Health and vigour are a quality also found in the Reverend Pemberton’s Hybrid Musks. These roses, bred between 1924 and 1939, are garden classics and they flower well in July and then again in late-summer and autumn. They are all fragrant and healthy. ‘Buff Beauty’ (1939 ) is from the Pemberton stable. It was introduced by Ann Bentall,  the widow of Joseph Pemberton’s head gardener. Large trusses of warm-apricot flowers age to sunset-pink against reddish foliage with a gorgeous, tea rose-scent to be enjoyed close to an entrance or seating area if possible ‘Buff Beauty’ adores a warm position and although it takes a few years to get established it’s a show-stopper.

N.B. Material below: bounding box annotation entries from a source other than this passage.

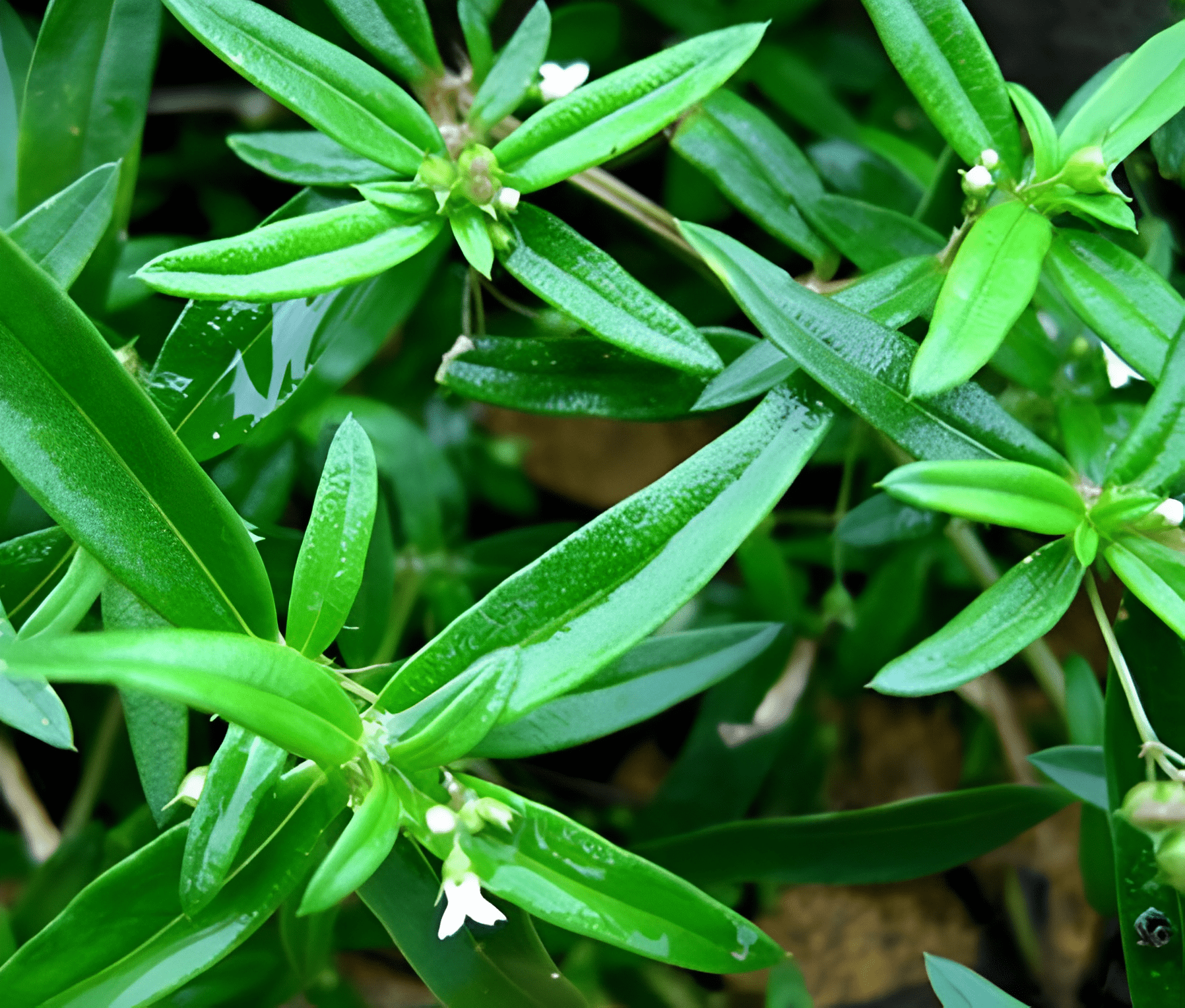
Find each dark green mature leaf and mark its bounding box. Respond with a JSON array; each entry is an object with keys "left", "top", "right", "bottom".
[
  {"left": 868, "top": 538, "right": 1083, "bottom": 697},
  {"left": 1045, "top": 231, "right": 1185, "bottom": 385},
  {"left": 0, "top": 764, "right": 346, "bottom": 1008},
  {"left": 864, "top": 0, "right": 1020, "bottom": 179},
  {"left": 804, "top": 195, "right": 947, "bottom": 271},
  {"left": 358, "top": 836, "right": 585, "bottom": 1008},
  {"left": 9, "top": 164, "right": 119, "bottom": 288},
  {"left": 226, "top": 129, "right": 396, "bottom": 186},
  {"left": 166, "top": 0, "right": 445, "bottom": 177},
  {"left": 327, "top": 0, "right": 445, "bottom": 84},
  {"left": 671, "top": 91, "right": 835, "bottom": 270},
  {"left": 6, "top": 630, "right": 362, "bottom": 767},
  {"left": 493, "top": 25, "right": 765, "bottom": 192},
  {"left": 680, "top": 223, "right": 1070, "bottom": 475},
  {"left": 137, "top": 201, "right": 445, "bottom": 301},
  {"left": 0, "top": 236, "right": 276, "bottom": 640},
  {"left": 909, "top": 200, "right": 1054, "bottom": 399},
  {"left": 474, "top": 623, "right": 780, "bottom": 759},
  {"left": 635, "top": 784, "right": 1072, "bottom": 886},
  {"left": 499, "top": 205, "right": 724, "bottom": 374},
  {"left": 379, "top": 381, "right": 832, "bottom": 721},
  {"left": 180, "top": 725, "right": 288, "bottom": 917},
  {"left": 462, "top": 777, "right": 786, "bottom": 972}
]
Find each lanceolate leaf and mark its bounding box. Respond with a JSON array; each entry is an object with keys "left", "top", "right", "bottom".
[
  {"left": 680, "top": 223, "right": 1070, "bottom": 475},
  {"left": 0, "top": 236, "right": 276, "bottom": 640},
  {"left": 909, "top": 200, "right": 1054, "bottom": 398},
  {"left": 137, "top": 201, "right": 445, "bottom": 301},
  {"left": 868, "top": 538, "right": 1083, "bottom": 697},
  {"left": 6, "top": 630, "right": 362, "bottom": 767},
  {"left": 864, "top": 0, "right": 1020, "bottom": 173},
  {"left": 464, "top": 777, "right": 785, "bottom": 972},
  {"left": 226, "top": 129, "right": 396, "bottom": 186},
  {"left": 494, "top": 25, "right": 765, "bottom": 192},
  {"left": 499, "top": 205, "right": 724, "bottom": 374},
  {"left": 167, "top": 0, "right": 445, "bottom": 177},
  {"left": 379, "top": 383, "right": 831, "bottom": 721},
  {"left": 636, "top": 784, "right": 1072, "bottom": 886}
]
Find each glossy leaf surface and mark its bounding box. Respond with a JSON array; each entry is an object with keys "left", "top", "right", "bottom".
[
  {"left": 680, "top": 223, "right": 1070, "bottom": 475},
  {"left": 494, "top": 25, "right": 765, "bottom": 193},
  {"left": 636, "top": 784, "right": 1072, "bottom": 886},
  {"left": 464, "top": 777, "right": 785, "bottom": 972},
  {"left": 870, "top": 539, "right": 1083, "bottom": 697},
  {"left": 7, "top": 630, "right": 362, "bottom": 765},
  {"left": 0, "top": 236, "right": 276, "bottom": 640},
  {"left": 166, "top": 0, "right": 445, "bottom": 177},
  {"left": 909, "top": 200, "right": 1054, "bottom": 398},
  {"left": 379, "top": 385, "right": 831, "bottom": 720}
]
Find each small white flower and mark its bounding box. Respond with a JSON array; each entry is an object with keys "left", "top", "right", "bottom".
[
  {"left": 539, "top": 61, "right": 589, "bottom": 102},
  {"left": 436, "top": 872, "right": 506, "bottom": 938}
]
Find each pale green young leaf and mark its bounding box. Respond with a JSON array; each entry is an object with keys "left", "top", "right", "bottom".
[
  {"left": 284, "top": 417, "right": 378, "bottom": 658},
  {"left": 909, "top": 200, "right": 1054, "bottom": 398}
]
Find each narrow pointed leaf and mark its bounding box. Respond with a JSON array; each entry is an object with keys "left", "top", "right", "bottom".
[
  {"left": 680, "top": 223, "right": 1070, "bottom": 475},
  {"left": 284, "top": 417, "right": 378, "bottom": 658},
  {"left": 0, "top": 236, "right": 276, "bottom": 640},
  {"left": 166, "top": 0, "right": 445, "bottom": 177},
  {"left": 909, "top": 200, "right": 1054, "bottom": 398},
  {"left": 468, "top": 0, "right": 551, "bottom": 135},
  {"left": 379, "top": 383, "right": 831, "bottom": 721},
  {"left": 494, "top": 25, "right": 765, "bottom": 192},
  {"left": 137, "top": 200, "right": 445, "bottom": 301},
  {"left": 9, "top": 164, "right": 119, "bottom": 288},
  {"left": 499, "top": 205, "right": 724, "bottom": 374},
  {"left": 868, "top": 538, "right": 1083, "bottom": 697},
  {"left": 464, "top": 777, "right": 786, "bottom": 972},
  {"left": 6, "top": 630, "right": 362, "bottom": 767},
  {"left": 226, "top": 129, "right": 396, "bottom": 186},
  {"left": 864, "top": 0, "right": 1020, "bottom": 179}
]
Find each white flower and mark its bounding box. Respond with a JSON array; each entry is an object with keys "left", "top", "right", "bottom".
[
  {"left": 436, "top": 872, "right": 506, "bottom": 938},
  {"left": 539, "top": 61, "right": 589, "bottom": 102}
]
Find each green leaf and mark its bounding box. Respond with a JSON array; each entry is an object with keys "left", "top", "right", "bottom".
[
  {"left": 296, "top": 762, "right": 399, "bottom": 917},
  {"left": 494, "top": 25, "right": 765, "bottom": 192},
  {"left": 499, "top": 203, "right": 724, "bottom": 374},
  {"left": 467, "top": 0, "right": 551, "bottom": 136},
  {"left": 671, "top": 91, "right": 835, "bottom": 270},
  {"left": 680, "top": 223, "right": 1070, "bottom": 475},
  {"left": 474, "top": 623, "right": 780, "bottom": 759},
  {"left": 284, "top": 417, "right": 378, "bottom": 658},
  {"left": 877, "top": 460, "right": 1087, "bottom": 536},
  {"left": 868, "top": 538, "right": 1083, "bottom": 697},
  {"left": 379, "top": 383, "right": 831, "bottom": 721},
  {"left": 327, "top": 0, "right": 445, "bottom": 84},
  {"left": 636, "top": 784, "right": 1072, "bottom": 886},
  {"left": 358, "top": 836, "right": 585, "bottom": 1008},
  {"left": 7, "top": 164, "right": 119, "bottom": 288},
  {"left": 179, "top": 725, "right": 288, "bottom": 918},
  {"left": 909, "top": 200, "right": 1054, "bottom": 398},
  {"left": 1106, "top": 322, "right": 1185, "bottom": 490},
  {"left": 1060, "top": 25, "right": 1185, "bottom": 166},
  {"left": 462, "top": 777, "right": 786, "bottom": 972},
  {"left": 6, "top": 630, "right": 362, "bottom": 767},
  {"left": 804, "top": 195, "right": 947, "bottom": 271},
  {"left": 1045, "top": 230, "right": 1185, "bottom": 385},
  {"left": 166, "top": 0, "right": 445, "bottom": 177},
  {"left": 0, "top": 765, "right": 346, "bottom": 1008},
  {"left": 137, "top": 200, "right": 445, "bottom": 301},
  {"left": 0, "top": 236, "right": 276, "bottom": 640},
  {"left": 1027, "top": 745, "right": 1106, "bottom": 811},
  {"left": 226, "top": 129, "right": 396, "bottom": 186},
  {"left": 923, "top": 953, "right": 1025, "bottom": 1008},
  {"left": 864, "top": 0, "right": 1020, "bottom": 179}
]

The Hybrid Musks are also trouble-free when it comes to disease and they are tolerant of poorer soil too, possibly because they were bred in the relatively dry county of Essex. David Austin's Rosa William and Catherine ('Ausrapper') is a hybrid musk with an intoxicating myrrh fragrance. The flowers are exquisite, starting with a gentle apricot flush, turning to a cream, then quickly to form white cupped, many petalled blooms. It is has a bushy habit and strong resistance to disease.‘Bonica’, another superb rose for poorer soil, was raised in France by Meilland in 1982. The clusters of bright-pink flowers glow in a border and it’s low-growing and compact, bearing between a dozen to fifteen flowers per cluster throughout summer. This is one rose worth planting en masse, because it’s rarely out of flower so your garden can be full of roses from June onwards.

So don't forget, now is the time to place your rose order!